Primero, las Autoridades Civiles, Judiciales y Militares, por este orden, y encabezadas desde 1978 por el Presidente de la Junta de Comunidades de Castilla-La Mancha (representación de la Presidencia Oficial establecida por la normativa del Papa Clemente V, en 1311, y que recaía sobre el monarca o en la persona en la que delegaba esta función; posteriormente, hasta 1978, recayó en el Ministro de Justicia).

 

Después, el Excmo. Ayuntamiento de Toledo, presidido por su Alcaldesa, que porta la medalla dorada y la vara propia de su cargo, así como el Collar Mozárabe, (por su condición de Protectora de la Hermandad Mozárabe). Sale procesionalmente “bajo mazas”, es decir, precedido por dos alguaciles de negro y fusta en la mano, dos sofieles con pectorales en bronce y otros dos con mazas de plata al hombro y, entre éstos dos, el portador del guión de la ciudad de Toledo, que debe ser el Concejal más joven.

 

La Excma.

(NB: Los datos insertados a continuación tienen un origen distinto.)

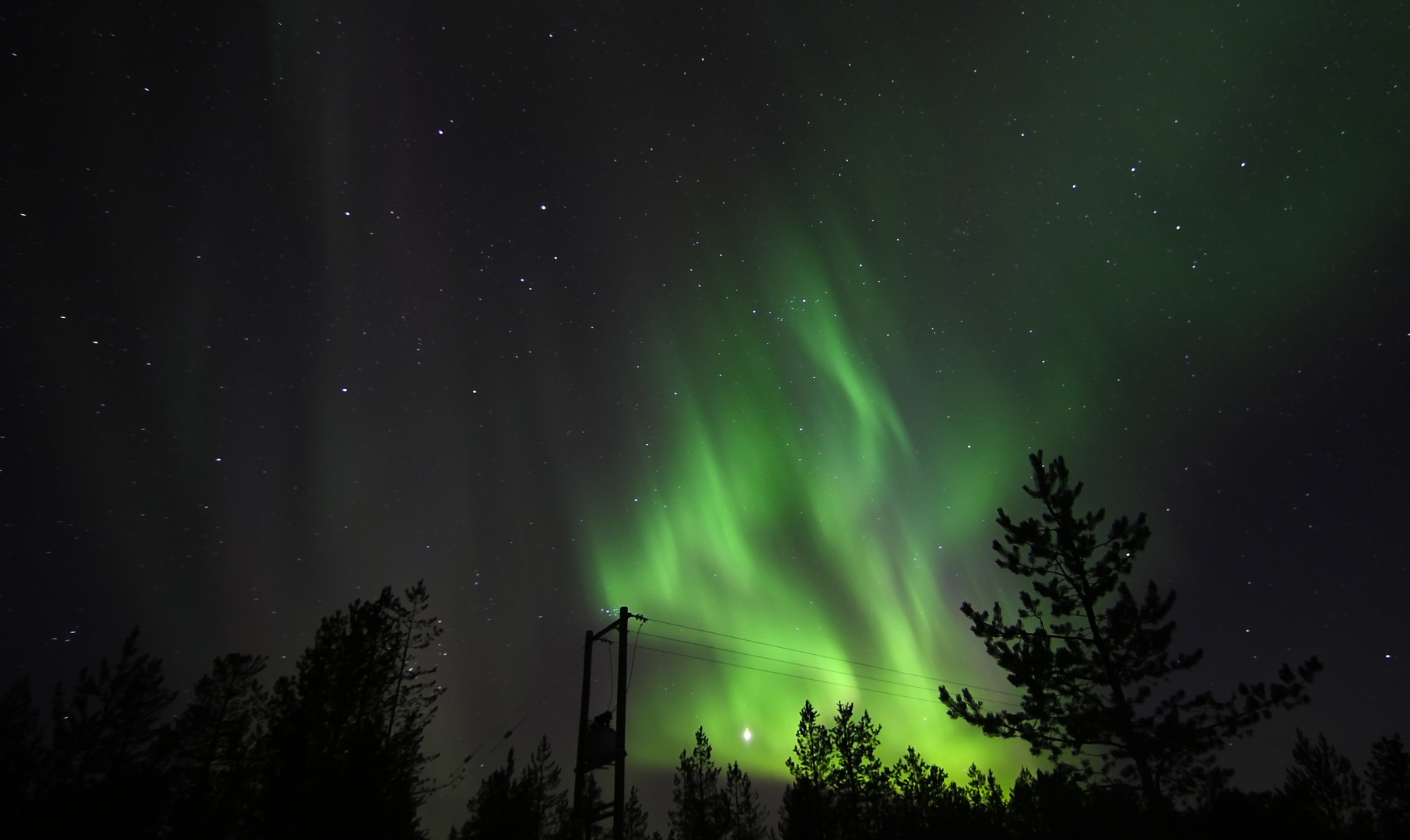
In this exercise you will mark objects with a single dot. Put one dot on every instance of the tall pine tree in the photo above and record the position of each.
(1090, 656)
(345, 746)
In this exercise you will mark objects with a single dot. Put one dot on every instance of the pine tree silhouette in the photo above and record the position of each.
(1090, 656)
(345, 746)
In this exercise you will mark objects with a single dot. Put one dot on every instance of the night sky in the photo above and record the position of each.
(745, 316)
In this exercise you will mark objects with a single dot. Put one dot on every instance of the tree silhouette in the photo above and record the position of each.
(106, 765)
(701, 810)
(698, 810)
(524, 807)
(745, 817)
(840, 787)
(1387, 775)
(216, 750)
(1323, 786)
(345, 744)
(22, 757)
(1090, 656)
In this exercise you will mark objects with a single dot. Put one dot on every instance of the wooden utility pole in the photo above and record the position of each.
(592, 744)
(619, 800)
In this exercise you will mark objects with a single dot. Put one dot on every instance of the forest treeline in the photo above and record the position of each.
(336, 749)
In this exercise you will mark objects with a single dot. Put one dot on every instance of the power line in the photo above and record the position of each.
(788, 661)
(876, 691)
(543, 695)
(938, 680)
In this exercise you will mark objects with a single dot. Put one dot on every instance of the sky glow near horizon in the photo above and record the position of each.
(831, 416)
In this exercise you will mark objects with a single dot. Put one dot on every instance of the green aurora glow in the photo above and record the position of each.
(1035, 239)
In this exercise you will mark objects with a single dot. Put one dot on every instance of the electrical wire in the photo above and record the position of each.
(637, 643)
(876, 691)
(611, 678)
(937, 680)
(543, 695)
(807, 666)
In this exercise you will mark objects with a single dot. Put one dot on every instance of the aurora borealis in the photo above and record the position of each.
(742, 316)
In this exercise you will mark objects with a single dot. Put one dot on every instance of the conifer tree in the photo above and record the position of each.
(1090, 654)
(745, 817)
(22, 756)
(345, 747)
(106, 763)
(1387, 775)
(524, 807)
(216, 753)
(697, 802)
(840, 786)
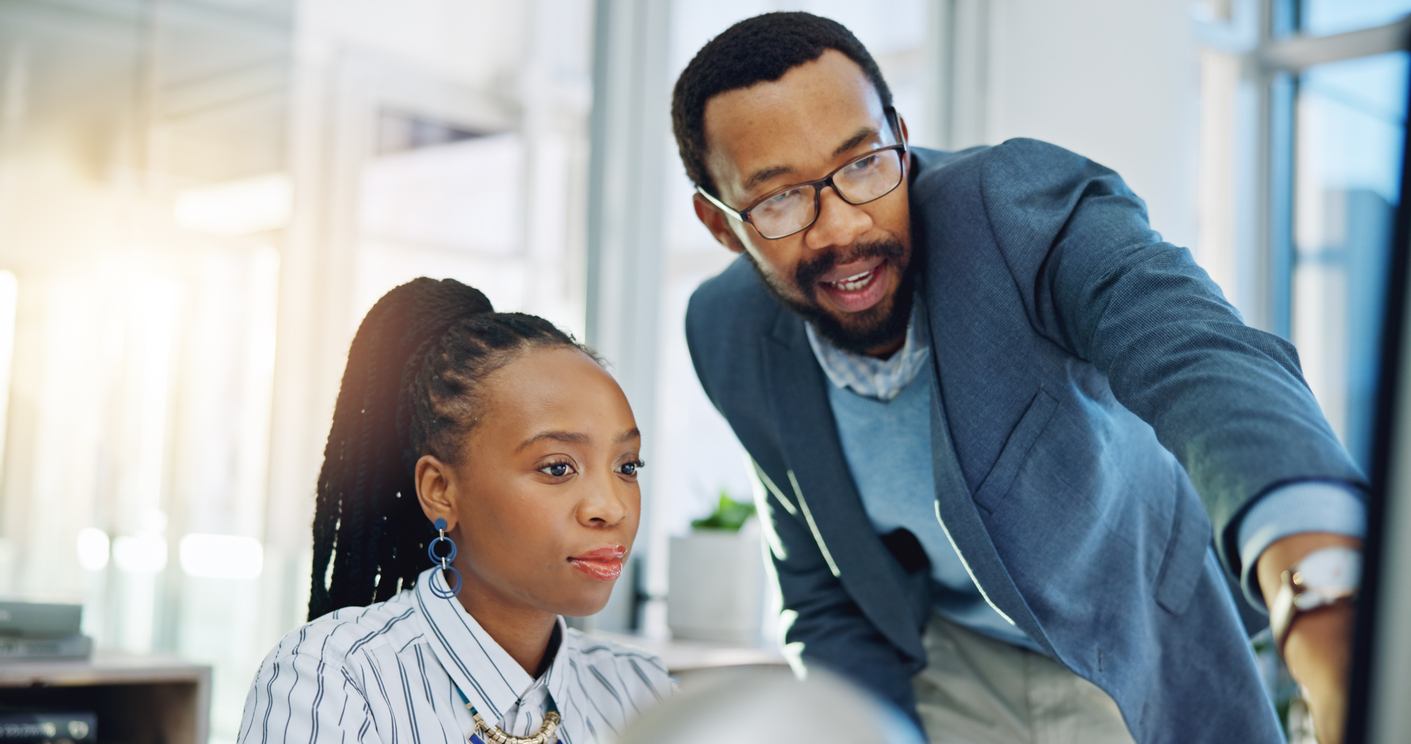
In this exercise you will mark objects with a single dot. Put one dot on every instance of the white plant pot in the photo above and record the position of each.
(716, 586)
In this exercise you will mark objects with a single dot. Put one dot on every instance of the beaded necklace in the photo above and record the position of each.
(498, 736)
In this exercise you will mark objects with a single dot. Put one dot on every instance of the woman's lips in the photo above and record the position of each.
(601, 564)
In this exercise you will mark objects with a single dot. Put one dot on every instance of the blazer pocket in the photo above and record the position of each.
(1184, 561)
(1016, 449)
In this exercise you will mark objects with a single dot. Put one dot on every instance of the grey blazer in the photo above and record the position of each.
(1099, 407)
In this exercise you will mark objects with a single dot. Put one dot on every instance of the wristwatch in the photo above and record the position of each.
(1321, 579)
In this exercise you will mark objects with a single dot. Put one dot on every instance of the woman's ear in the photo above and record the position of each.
(435, 490)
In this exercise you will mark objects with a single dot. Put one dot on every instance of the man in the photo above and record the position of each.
(985, 403)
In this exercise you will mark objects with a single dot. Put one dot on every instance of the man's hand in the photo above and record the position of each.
(1319, 643)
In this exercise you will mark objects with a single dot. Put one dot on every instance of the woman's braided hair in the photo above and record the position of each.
(409, 388)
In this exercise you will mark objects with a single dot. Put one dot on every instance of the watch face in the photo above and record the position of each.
(1325, 575)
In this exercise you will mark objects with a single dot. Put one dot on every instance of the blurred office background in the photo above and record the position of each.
(201, 198)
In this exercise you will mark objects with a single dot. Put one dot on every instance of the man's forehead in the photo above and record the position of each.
(793, 123)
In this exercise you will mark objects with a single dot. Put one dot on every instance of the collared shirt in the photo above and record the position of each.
(881, 379)
(1281, 511)
(395, 671)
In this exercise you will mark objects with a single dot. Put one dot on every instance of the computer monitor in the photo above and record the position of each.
(1379, 705)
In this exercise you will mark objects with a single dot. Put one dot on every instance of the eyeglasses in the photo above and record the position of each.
(792, 209)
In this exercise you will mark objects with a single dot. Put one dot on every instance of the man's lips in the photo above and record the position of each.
(851, 271)
(603, 564)
(855, 287)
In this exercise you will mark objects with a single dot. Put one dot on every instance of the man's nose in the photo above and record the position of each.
(838, 222)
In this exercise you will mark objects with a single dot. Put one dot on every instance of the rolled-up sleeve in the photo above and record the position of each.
(1288, 510)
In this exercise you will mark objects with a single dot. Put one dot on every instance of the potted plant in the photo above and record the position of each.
(716, 585)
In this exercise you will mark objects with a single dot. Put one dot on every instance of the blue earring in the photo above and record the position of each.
(443, 561)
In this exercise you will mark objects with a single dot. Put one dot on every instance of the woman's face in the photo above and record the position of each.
(545, 490)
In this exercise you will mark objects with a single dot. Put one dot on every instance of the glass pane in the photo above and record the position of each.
(1349, 123)
(1336, 16)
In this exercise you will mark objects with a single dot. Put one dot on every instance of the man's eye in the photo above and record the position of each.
(867, 163)
(782, 198)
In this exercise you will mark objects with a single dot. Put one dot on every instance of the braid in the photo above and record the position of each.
(409, 388)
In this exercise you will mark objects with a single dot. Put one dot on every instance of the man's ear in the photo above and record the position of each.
(435, 490)
(717, 223)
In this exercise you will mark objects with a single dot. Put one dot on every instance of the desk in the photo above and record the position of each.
(137, 699)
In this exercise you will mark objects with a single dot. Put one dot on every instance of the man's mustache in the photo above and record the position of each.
(809, 271)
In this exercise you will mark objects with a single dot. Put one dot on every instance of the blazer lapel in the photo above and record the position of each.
(954, 501)
(823, 487)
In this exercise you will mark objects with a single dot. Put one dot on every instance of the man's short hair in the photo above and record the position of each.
(752, 51)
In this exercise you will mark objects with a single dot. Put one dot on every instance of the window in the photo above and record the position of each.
(1303, 143)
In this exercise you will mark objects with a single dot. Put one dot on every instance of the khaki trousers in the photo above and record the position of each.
(981, 691)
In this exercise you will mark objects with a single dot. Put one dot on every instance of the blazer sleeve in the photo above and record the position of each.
(823, 626)
(1228, 400)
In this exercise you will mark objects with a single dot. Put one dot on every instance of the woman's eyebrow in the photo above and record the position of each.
(574, 438)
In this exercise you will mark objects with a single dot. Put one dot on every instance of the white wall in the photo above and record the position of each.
(1112, 79)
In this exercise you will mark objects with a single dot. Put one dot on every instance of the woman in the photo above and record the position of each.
(477, 484)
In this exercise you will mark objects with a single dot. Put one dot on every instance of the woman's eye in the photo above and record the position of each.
(556, 469)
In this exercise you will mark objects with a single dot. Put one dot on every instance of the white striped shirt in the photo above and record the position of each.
(881, 379)
(390, 674)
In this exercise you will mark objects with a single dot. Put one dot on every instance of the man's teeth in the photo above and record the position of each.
(852, 283)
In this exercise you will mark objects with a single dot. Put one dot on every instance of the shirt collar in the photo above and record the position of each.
(481, 669)
(881, 379)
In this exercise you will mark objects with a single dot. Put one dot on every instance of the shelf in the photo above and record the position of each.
(137, 699)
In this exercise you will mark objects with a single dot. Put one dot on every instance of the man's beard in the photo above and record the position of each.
(878, 326)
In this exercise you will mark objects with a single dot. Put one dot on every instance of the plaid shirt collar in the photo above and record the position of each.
(881, 379)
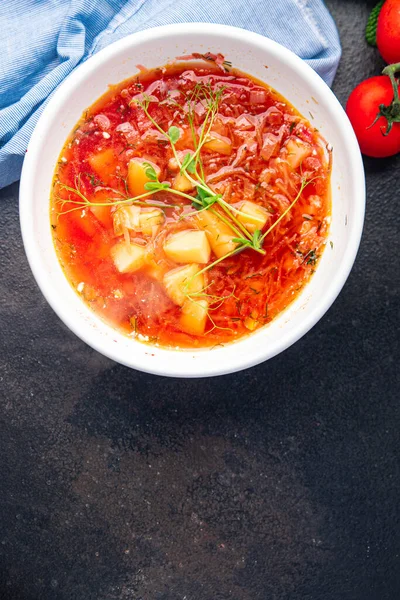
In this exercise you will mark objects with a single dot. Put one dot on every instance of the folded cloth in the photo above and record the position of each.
(44, 40)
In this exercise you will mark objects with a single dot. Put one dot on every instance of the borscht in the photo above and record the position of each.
(191, 204)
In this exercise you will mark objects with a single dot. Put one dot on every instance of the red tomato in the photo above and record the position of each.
(362, 109)
(388, 31)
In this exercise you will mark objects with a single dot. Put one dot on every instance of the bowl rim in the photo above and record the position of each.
(213, 367)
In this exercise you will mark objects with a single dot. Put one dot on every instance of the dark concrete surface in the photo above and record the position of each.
(278, 483)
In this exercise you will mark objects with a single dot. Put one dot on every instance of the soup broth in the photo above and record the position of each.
(190, 205)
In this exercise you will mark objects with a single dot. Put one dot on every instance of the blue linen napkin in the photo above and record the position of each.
(42, 41)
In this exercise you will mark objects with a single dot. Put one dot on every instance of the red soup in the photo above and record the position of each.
(191, 205)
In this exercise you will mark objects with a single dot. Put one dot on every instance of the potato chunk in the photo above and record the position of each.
(183, 281)
(128, 257)
(218, 143)
(189, 246)
(254, 216)
(144, 220)
(104, 164)
(297, 151)
(194, 316)
(219, 234)
(137, 177)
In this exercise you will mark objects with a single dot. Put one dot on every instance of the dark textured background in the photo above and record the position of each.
(279, 483)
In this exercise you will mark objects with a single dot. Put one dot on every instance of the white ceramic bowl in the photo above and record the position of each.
(251, 53)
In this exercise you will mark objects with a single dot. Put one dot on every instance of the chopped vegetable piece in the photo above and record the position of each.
(182, 183)
(128, 257)
(137, 177)
(194, 316)
(104, 164)
(219, 234)
(189, 246)
(297, 151)
(253, 216)
(180, 283)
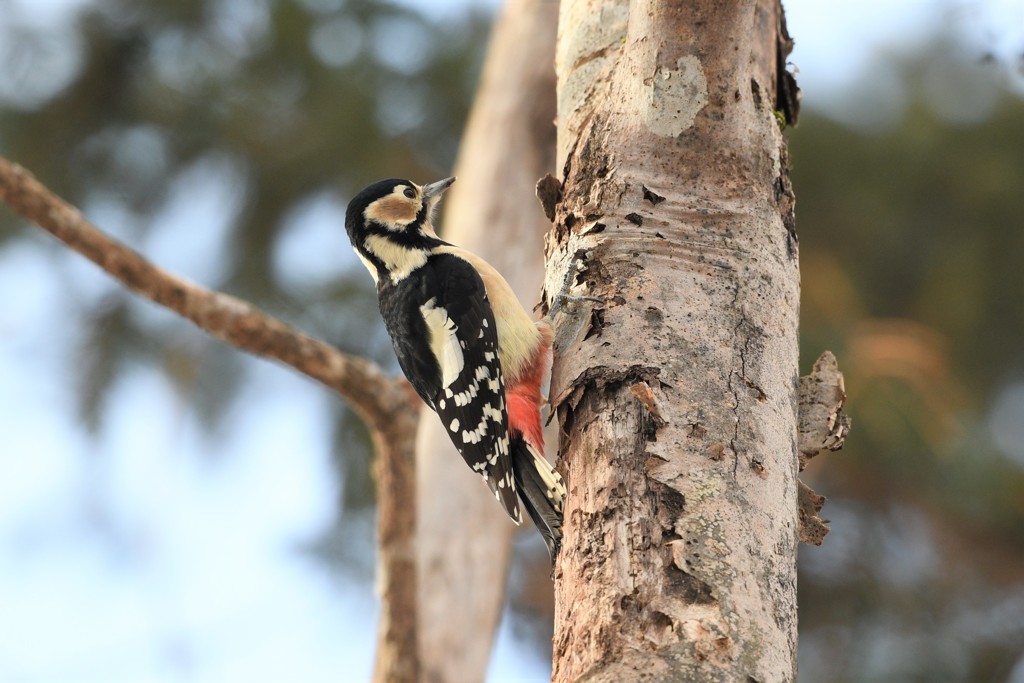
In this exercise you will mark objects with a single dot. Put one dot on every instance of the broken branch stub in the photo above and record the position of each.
(821, 426)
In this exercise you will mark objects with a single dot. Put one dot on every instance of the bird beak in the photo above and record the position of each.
(435, 188)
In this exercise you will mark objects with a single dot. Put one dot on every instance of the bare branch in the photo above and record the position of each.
(371, 391)
(387, 403)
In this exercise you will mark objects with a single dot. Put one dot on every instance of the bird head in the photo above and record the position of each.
(390, 225)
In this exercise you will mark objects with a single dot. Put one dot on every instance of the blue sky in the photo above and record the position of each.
(196, 574)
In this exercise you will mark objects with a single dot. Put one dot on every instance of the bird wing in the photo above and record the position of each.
(470, 397)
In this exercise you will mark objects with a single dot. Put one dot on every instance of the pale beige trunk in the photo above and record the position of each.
(677, 392)
(464, 537)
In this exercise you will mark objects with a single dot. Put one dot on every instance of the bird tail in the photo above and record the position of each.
(542, 492)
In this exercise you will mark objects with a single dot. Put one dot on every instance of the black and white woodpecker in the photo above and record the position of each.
(472, 352)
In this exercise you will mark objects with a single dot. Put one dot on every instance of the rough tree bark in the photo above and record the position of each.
(465, 539)
(679, 389)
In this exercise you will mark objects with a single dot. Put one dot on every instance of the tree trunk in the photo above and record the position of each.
(464, 537)
(677, 394)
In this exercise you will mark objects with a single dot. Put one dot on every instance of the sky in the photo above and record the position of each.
(158, 562)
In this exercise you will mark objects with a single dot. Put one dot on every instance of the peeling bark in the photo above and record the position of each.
(676, 393)
(822, 426)
(464, 538)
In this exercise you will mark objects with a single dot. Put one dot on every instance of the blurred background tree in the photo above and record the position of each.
(172, 510)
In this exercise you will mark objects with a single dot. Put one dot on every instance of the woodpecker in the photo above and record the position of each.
(465, 343)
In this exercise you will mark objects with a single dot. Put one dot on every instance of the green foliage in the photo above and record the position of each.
(910, 240)
(282, 102)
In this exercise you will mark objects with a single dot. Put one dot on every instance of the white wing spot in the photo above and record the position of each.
(444, 342)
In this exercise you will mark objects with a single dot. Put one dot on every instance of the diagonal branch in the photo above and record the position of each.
(387, 403)
(228, 318)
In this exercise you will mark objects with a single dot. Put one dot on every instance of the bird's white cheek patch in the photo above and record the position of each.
(443, 341)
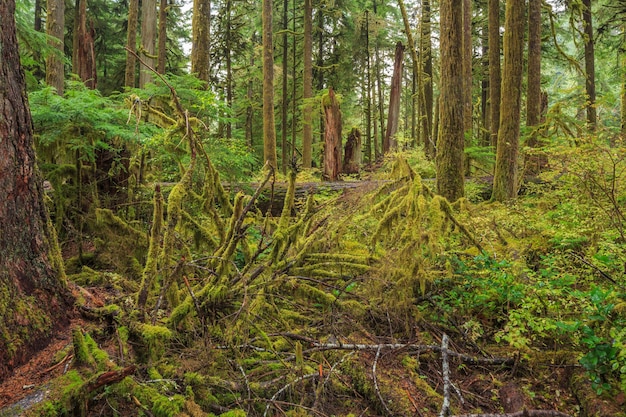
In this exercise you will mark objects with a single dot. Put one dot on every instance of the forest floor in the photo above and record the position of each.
(345, 343)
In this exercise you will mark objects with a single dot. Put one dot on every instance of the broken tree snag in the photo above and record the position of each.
(332, 136)
(393, 117)
(352, 156)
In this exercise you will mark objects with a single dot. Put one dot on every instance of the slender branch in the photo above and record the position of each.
(445, 369)
(380, 397)
(523, 413)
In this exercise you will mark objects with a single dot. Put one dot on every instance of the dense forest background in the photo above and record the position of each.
(329, 207)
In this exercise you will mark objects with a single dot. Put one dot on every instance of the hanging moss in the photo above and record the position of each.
(150, 269)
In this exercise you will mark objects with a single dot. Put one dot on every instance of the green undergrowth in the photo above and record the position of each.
(228, 310)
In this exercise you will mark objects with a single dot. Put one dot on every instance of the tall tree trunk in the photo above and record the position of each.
(200, 33)
(449, 161)
(368, 95)
(269, 134)
(484, 84)
(623, 95)
(352, 157)
(229, 65)
(379, 88)
(162, 48)
(393, 116)
(55, 26)
(34, 300)
(284, 93)
(590, 71)
(307, 81)
(427, 82)
(332, 136)
(467, 71)
(84, 51)
(495, 78)
(505, 176)
(534, 163)
(131, 44)
(414, 60)
(148, 40)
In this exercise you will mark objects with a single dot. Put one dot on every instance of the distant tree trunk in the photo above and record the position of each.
(494, 69)
(534, 163)
(390, 141)
(379, 88)
(250, 109)
(416, 73)
(505, 177)
(623, 110)
(34, 300)
(332, 136)
(449, 161)
(427, 84)
(269, 134)
(484, 84)
(200, 33)
(84, 53)
(467, 73)
(162, 45)
(307, 81)
(131, 43)
(284, 94)
(368, 95)
(148, 40)
(352, 156)
(229, 65)
(590, 71)
(55, 26)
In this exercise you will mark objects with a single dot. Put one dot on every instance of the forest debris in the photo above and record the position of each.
(472, 360)
(110, 377)
(523, 413)
(445, 369)
(380, 397)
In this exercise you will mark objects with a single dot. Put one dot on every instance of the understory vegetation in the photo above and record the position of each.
(209, 298)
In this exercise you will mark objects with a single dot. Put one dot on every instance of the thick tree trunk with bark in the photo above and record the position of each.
(269, 133)
(352, 156)
(534, 99)
(494, 69)
(162, 45)
(55, 26)
(84, 51)
(590, 70)
(307, 92)
(427, 83)
(449, 161)
(32, 296)
(332, 136)
(148, 40)
(131, 43)
(200, 34)
(505, 177)
(393, 116)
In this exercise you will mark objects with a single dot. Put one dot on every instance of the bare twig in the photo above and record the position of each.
(445, 368)
(522, 413)
(280, 391)
(380, 397)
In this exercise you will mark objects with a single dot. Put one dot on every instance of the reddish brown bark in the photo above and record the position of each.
(352, 156)
(31, 299)
(332, 137)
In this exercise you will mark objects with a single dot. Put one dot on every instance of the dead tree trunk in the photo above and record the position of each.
(332, 136)
(352, 156)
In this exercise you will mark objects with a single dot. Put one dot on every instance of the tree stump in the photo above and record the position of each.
(332, 136)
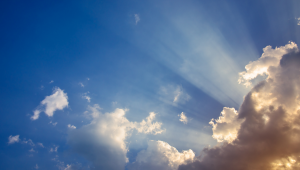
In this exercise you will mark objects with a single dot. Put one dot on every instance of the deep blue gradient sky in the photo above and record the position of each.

Diputación Provincia, representando a toda la provincia de Toledo, va presidida por su Presidente, precedido por los Heraldos con Mazas de plata al hombro, vestimenta tradicional con dalmática de terciopelo verde y sus zapatos de puntera curvada, los llamados coturnos.

 

La Universidad de Castilla-La Mancha (por ser la heredera de la antigua universidad de Santa Catalina y como representación de la intelectualidad regional y cuyo protocolo responderá a la aplicación de su tradición histórica, fundamentalmente), van revestidos con toga negra y birretes con colores propios de su facultad.

 

Por último, cerrando el desfile, la Academia de Infantería, con Bandera, Banda de Música y Compañía de Honores (por tradición, desde el siglo XVI, escolta y rinde honores al Corpus Christi; de ahí, que el Ministerio de Defensa, tras las críticas de sectores partidarios de los usos tradicionales en esta celebración y en contra de lo establecido en el Texto del Nuevo Reglamento de Honores Militares de 2010, manifestó que “los militares podrían participar con normalidad y como se ha hecho de forma tradicional”). Desfilan con traje de gran gala.

 

Bien merece, esta puesta en escena, que hagamos de nuestra fiesta un gozo personal. Feliz Semana Grande del Corpus Christi!.